Tropezones, ruidos y un intento fallido por esconderse en un congelador: la torpeza de dos ladrones da pie a un robo surrealista en una pastelería de Terrassa

Los detalles Una ladrona tropezó dos veces con el mismo cable y, al intentar huir de la policía, dejó un reguero de sangre que permitió a los agentes dar con su paradero en cuestión de segundos.

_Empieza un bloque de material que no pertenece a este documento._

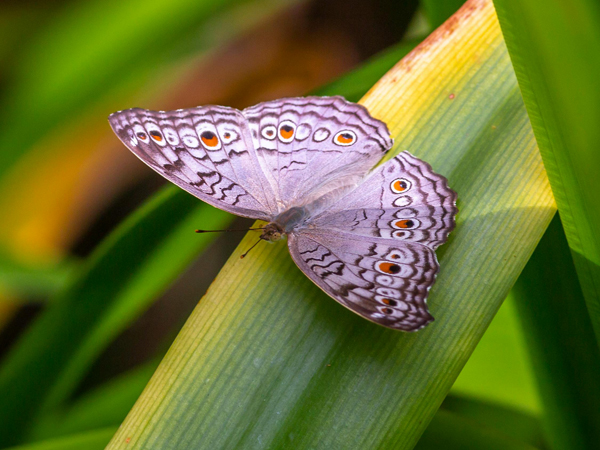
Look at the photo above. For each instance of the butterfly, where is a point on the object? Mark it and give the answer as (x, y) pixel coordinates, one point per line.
(366, 236)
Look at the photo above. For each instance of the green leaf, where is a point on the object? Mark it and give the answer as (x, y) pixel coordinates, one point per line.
(124, 275)
(107, 405)
(449, 431)
(506, 378)
(91, 440)
(555, 50)
(268, 360)
(33, 281)
(93, 48)
(437, 11)
(515, 423)
(561, 342)
(355, 84)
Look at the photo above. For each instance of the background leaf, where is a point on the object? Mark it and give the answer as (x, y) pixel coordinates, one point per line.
(118, 283)
(556, 56)
(561, 342)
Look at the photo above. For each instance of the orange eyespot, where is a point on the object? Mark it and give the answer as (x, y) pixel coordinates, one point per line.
(389, 301)
(405, 223)
(400, 185)
(388, 267)
(156, 135)
(209, 139)
(286, 131)
(345, 137)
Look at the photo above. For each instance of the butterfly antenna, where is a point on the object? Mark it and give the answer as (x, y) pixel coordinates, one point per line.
(248, 251)
(222, 231)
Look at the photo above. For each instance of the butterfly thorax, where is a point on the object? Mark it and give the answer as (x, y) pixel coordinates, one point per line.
(284, 223)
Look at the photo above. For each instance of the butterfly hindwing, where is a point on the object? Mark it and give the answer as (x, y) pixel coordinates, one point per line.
(384, 281)
(403, 200)
(373, 250)
(309, 146)
(206, 151)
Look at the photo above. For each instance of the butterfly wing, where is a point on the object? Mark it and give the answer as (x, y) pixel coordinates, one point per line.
(379, 279)
(373, 250)
(315, 147)
(207, 151)
(402, 199)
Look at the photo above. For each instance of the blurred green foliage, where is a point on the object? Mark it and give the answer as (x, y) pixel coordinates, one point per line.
(531, 383)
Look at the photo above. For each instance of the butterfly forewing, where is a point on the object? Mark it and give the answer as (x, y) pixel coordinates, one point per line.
(310, 146)
(207, 151)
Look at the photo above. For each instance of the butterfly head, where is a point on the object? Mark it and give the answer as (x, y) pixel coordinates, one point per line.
(272, 232)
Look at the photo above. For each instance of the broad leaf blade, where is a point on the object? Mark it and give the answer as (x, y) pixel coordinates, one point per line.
(268, 360)
(555, 49)
(90, 440)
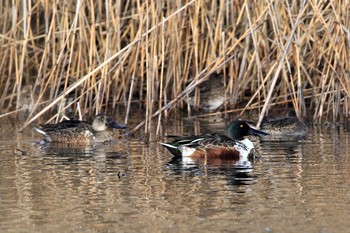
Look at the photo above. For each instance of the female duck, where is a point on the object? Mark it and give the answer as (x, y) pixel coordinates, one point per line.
(288, 126)
(230, 146)
(80, 132)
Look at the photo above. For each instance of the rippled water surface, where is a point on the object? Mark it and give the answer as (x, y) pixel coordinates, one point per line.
(131, 186)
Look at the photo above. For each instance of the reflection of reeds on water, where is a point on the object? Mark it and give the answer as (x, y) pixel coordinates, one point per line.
(155, 55)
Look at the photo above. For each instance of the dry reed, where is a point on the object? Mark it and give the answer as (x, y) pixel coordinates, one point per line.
(100, 54)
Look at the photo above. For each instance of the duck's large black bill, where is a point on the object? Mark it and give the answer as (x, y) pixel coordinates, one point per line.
(256, 132)
(115, 125)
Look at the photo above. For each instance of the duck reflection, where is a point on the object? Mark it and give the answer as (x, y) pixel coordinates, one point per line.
(237, 172)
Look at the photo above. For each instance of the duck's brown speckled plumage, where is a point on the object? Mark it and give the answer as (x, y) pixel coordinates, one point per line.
(80, 132)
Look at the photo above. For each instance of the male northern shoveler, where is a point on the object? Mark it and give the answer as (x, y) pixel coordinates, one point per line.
(288, 126)
(80, 132)
(231, 146)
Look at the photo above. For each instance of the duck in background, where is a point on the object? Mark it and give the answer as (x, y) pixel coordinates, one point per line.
(80, 132)
(286, 126)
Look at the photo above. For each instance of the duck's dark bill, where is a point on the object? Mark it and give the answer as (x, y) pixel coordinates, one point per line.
(115, 125)
(256, 132)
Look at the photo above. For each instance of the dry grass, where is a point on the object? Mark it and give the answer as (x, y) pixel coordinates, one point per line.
(102, 54)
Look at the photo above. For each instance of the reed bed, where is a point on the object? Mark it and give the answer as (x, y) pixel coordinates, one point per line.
(108, 55)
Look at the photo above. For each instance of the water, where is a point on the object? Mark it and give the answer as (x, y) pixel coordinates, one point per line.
(131, 186)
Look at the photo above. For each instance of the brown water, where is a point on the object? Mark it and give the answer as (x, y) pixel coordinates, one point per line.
(130, 186)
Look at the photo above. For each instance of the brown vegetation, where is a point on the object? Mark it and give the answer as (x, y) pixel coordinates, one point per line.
(107, 53)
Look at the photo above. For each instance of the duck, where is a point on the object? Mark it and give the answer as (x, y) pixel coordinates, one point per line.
(229, 146)
(285, 126)
(80, 132)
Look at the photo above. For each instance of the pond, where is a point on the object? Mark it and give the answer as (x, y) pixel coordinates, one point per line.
(297, 185)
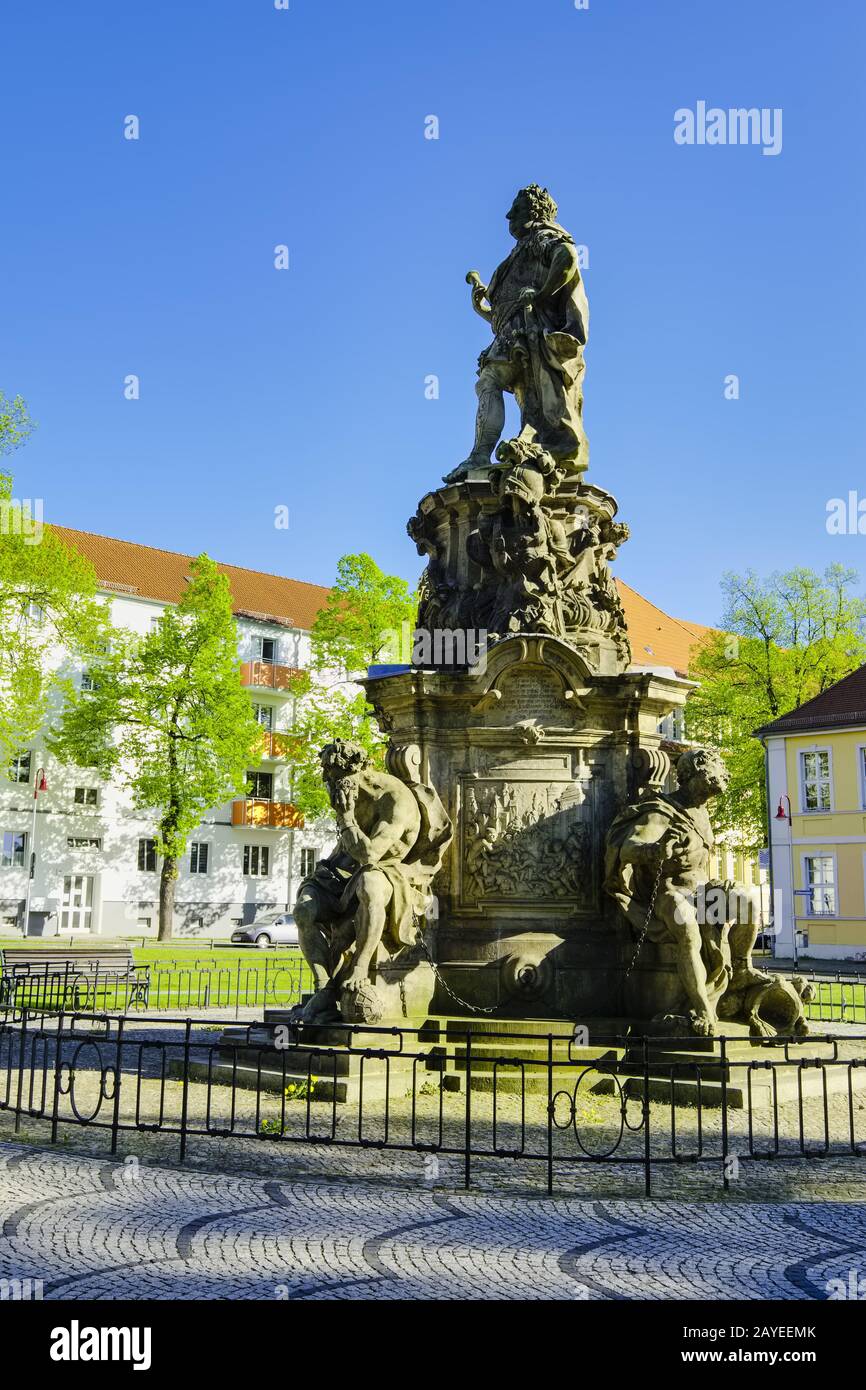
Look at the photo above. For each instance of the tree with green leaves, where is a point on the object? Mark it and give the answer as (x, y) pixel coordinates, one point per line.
(49, 606)
(362, 624)
(15, 424)
(786, 640)
(170, 720)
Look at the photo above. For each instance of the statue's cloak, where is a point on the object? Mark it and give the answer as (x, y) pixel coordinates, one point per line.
(620, 873)
(563, 319)
(412, 876)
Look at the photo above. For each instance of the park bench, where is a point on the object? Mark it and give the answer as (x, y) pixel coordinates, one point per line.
(63, 977)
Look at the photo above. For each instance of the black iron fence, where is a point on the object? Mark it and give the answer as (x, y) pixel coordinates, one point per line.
(559, 1104)
(253, 980)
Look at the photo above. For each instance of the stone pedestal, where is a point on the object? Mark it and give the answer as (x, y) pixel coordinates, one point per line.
(533, 752)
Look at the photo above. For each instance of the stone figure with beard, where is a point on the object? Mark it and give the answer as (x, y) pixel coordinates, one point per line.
(656, 869)
(370, 893)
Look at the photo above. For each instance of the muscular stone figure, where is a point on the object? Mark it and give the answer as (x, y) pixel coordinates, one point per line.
(658, 870)
(370, 893)
(537, 306)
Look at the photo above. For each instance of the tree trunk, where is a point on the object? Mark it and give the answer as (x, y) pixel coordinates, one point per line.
(168, 880)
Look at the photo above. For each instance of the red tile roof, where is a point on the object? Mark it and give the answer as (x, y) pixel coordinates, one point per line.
(841, 704)
(124, 566)
(658, 638)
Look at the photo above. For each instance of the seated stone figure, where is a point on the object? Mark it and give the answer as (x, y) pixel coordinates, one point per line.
(370, 893)
(656, 869)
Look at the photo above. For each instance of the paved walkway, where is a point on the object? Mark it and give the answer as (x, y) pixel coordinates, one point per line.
(92, 1229)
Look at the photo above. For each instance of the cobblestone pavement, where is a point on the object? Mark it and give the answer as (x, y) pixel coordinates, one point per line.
(93, 1229)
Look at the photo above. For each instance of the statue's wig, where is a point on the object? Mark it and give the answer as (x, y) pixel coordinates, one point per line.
(541, 203)
(694, 762)
(342, 758)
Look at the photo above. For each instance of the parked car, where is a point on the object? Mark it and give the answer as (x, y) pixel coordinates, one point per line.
(270, 929)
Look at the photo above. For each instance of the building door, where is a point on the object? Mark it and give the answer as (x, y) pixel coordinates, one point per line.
(77, 906)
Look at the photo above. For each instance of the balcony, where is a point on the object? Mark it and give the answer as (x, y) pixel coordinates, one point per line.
(267, 676)
(266, 815)
(274, 745)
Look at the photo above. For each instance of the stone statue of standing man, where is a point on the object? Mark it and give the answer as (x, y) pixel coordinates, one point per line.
(537, 306)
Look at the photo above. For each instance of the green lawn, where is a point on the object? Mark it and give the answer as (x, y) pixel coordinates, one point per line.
(184, 977)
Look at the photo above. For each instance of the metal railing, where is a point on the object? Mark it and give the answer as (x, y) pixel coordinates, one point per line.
(166, 984)
(478, 1098)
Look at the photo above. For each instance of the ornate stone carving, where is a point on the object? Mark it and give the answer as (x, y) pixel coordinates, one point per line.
(537, 306)
(526, 976)
(366, 900)
(520, 840)
(770, 1007)
(658, 872)
(520, 551)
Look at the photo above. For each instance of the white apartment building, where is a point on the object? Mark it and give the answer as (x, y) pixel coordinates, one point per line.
(95, 865)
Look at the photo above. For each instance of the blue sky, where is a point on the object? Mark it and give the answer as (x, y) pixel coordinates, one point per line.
(305, 388)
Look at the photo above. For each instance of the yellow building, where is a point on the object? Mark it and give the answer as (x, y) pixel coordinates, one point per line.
(816, 784)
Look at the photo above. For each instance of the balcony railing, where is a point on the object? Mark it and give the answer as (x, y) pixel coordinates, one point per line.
(267, 676)
(271, 815)
(274, 745)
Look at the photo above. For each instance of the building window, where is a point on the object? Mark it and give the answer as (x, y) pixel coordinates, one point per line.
(820, 881)
(264, 649)
(264, 715)
(198, 856)
(20, 767)
(816, 787)
(262, 784)
(13, 855)
(146, 855)
(256, 861)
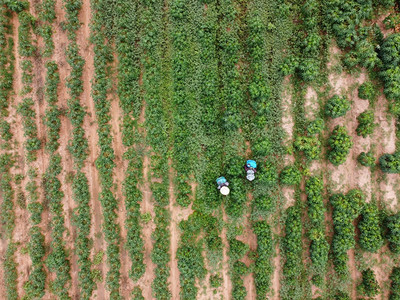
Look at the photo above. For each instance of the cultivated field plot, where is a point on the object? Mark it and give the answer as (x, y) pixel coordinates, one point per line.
(118, 116)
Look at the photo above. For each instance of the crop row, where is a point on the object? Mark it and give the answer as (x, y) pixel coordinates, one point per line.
(345, 209)
(319, 247)
(78, 149)
(57, 261)
(131, 104)
(181, 100)
(105, 162)
(157, 139)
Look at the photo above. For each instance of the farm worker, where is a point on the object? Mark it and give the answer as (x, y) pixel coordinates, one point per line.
(223, 185)
(250, 168)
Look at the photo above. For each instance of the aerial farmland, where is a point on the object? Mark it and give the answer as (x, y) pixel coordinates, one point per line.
(199, 149)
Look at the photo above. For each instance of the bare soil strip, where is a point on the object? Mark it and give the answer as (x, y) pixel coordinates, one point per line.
(21, 232)
(227, 284)
(116, 120)
(90, 125)
(147, 207)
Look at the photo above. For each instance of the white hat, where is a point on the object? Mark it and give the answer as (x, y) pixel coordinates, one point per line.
(224, 190)
(250, 175)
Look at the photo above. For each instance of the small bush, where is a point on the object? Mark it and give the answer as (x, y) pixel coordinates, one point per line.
(365, 123)
(366, 159)
(290, 175)
(337, 106)
(369, 286)
(316, 126)
(340, 144)
(390, 163)
(367, 91)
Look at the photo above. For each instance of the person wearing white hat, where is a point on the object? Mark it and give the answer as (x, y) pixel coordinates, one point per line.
(223, 185)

Uno de los robos más surrealistas que se recuerdan. Es lo que se vivió la semana pasada en una pastelería de Terrassa (Barcelona) que fue asaltada por la noche por un hombre y una mujer que trataron de llevarse el dinero de la caja registradora en el local. Eran las 3:13 horas de la madrugada cuando las cámaras de seguridad comenzaron a captar la escena. El ladrón arrancó la caja registradora, pero no se dio cuenta del cable que colgaba de la misma, por lo que tropezó, pegándose un brutal costalazo en la barra. Acto seguido, intentó sacarla por la ventana, pero no se dio cuenta de que, para eso, era necesario que él estuviese fuera primero.

Al intentar salir, se quedó atascado entre los barrotes mientras intentaba sujetar la caja y pedía ayuda a su acompañante. Pocos segundos después, logró colarse entre las rejas y salir, pero no tardó en darse cuenta del siguiente problema: la caja registradora era más grande que la distancia entre los barrotes. "¡No cabe, no cabe!", gritó el ladrón.

En ese momento, apareció la Policía. A él no tardaron en capturarle, pero ella intentó resistirse. "¡Al suelo!", gritaron los agentes apuntándole con su arma, pero ella trató de escaparse por el mismo camino que había recorrido antes, pero se olvidó del cable con el que había tropezado previamente, por lo que volvió a pisarlo y, de nuevo, a caerse en el mismo sitio.

Pese a ello, trató de escaparse a gatas, llegando hasta un congelador en el que se intentó ocultar. Sin embargo, los agentes no tardaron en dar con ella, ya que en una de sus múltiples caídas se había cortado con un cristal, por lo que los restos de sangre indicaron a los policías el camino hacia su escondite.

Finalmente, los dos ladrones fueron arrestados y la pastelería tuvo que cerrar durante dos días para limpiar y desinfectar todo. El pasado domingo volvieron a abrir, y la clientela se volcó con ellos. En tan solo cuatro horas, el mostrador quedó completamente vacío.